In today’s business environment, startups are perceived to know where all the innovation is happening, but Fortune 500 companies, or all corporates for that matter, have so many more resources. This seems like it could be a perfect match, to pair hustle with money and scale. But the cultures of these two kinds of organizations are just so different. Often corporates even have several different departemental cultures running at once. Breaking down the barriers between them to help collaboration thrive, can be a special kind of business challenge all to itself. Luckily, at SXSW, we had four excellent speakers (Hili Banjo - Accenture, Evan Burfield - Union, Kirk Coburn - Shell and Sam Marshall - MobilityX) to walk us through their own experiences in the challenge of finding three common goals for startups and corporates to work on.
Focus on specifics
Large corporations have multiple lines of business operating at the same time. This means that there are lots of existing projects and inefficiencies that they need to advance and improve. Executive committees at these firms generally have a good grasp of where these problems are located and what they’d like solved, but lack the flexibility and inventiveness to solve them at speed. At Shell, Kirk Coburn talked about how they were able to direct small startups to these specific problems within that larger organization and take advantage of what each one could offer the other. This kind of problem solving is where need and opportunity can complement each other to overcome the cultural differences.
Find your “Startup Ambassador”
Fortune 500 companies are big sprawling behemoths, with dozens of departments, often each with their own idiosyncratic ways of doing things and corporate culture. Not everyone at every corporate department has the ability, mindset, budget, passion or business insights needed to deal with startups. Corporates need to identify AND empower “startup ambassador (teams)” to help ease over the cultural hiccups, and guide these startups to the right problem and keep them and the corporate focussed on it. This will ease the pain at both sides, and speed up an eventual solution. Ambassadors need to be on a strategic level preferably consisting of people with an entrepreneurial background, with an own -substantial- budget.
Final advice to startups
Watch what emerging technologies corporates are betting on (through press and investments). Make strategic choices about where you can work in parallel - you may have more success pitching your product there.
Don’t email the CEO. He/she will push it down, whether interested or now. Learn how to find a your corporate champion.
- If your team looks better than the corporate team, you will do well. Be professional! It really matters: look good, be on time, bring your A game!
- Be cautious during PoC’s (proof of concepts): don’t get drawn into doing everything that the corporate asks for: push back, stick with what you are good at. It will look professional, focused, and will give the corporate the needed confidence you’re on top of it.
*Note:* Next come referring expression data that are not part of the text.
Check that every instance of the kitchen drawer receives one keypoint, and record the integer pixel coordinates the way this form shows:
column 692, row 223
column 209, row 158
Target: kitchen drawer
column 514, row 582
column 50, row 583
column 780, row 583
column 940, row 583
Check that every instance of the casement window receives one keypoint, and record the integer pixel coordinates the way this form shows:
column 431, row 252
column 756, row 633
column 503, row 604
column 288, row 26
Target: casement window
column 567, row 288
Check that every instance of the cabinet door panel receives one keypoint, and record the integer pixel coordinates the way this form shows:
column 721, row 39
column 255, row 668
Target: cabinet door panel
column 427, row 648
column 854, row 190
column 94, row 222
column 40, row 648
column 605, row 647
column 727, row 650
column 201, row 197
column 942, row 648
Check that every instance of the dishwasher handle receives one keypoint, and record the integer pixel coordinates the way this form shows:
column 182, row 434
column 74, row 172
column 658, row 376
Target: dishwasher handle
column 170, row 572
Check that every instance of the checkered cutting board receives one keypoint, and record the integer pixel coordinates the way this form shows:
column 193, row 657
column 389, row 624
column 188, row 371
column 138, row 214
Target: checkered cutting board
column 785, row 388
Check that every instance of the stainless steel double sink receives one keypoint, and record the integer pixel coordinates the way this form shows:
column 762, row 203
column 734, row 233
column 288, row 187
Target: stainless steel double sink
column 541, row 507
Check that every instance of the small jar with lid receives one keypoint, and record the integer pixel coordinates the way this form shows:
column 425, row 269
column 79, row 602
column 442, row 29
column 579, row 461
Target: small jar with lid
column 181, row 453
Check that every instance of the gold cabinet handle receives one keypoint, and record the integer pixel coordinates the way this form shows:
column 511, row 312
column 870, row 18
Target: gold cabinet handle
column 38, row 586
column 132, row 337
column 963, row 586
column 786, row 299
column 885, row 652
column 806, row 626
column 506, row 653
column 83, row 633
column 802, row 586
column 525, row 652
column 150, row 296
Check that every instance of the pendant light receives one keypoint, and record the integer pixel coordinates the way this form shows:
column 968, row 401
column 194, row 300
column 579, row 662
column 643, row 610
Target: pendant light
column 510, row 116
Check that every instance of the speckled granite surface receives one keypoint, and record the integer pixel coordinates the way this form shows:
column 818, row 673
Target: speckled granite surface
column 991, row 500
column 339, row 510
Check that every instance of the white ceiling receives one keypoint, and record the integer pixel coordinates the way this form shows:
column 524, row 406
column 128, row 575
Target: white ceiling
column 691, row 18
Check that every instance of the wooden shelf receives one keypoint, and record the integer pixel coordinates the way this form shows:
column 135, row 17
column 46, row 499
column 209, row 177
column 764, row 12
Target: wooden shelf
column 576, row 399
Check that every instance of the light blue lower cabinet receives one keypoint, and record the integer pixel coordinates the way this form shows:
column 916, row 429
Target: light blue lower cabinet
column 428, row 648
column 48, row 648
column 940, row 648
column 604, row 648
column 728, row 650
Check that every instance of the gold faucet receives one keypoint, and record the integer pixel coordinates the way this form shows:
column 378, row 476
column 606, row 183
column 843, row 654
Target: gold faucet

- Think about the absolute pains and needs of the corporate customers and add these to the PoC.
- Get training on your pitch (perhaps from your champion inside the corporate) and adapt your pitch to every corporate - no two should be the same. Do your research on how your solution would help this particular corporate to: serve their customers better, save money, increase revenue, stay ahead of competition or lower risk.
Startups and corporates have so much to benefit from each other. Some accelerators advise against trying to sell to/ work with corporates as a startup because of the risk losing a lot of time and energy. We don’t. We’re convinced there is win-win for both if certain conditions are met. Start it @KBC believes this could be a strong, reliable route to growth and success for startups and corporates, and can help both pursue it.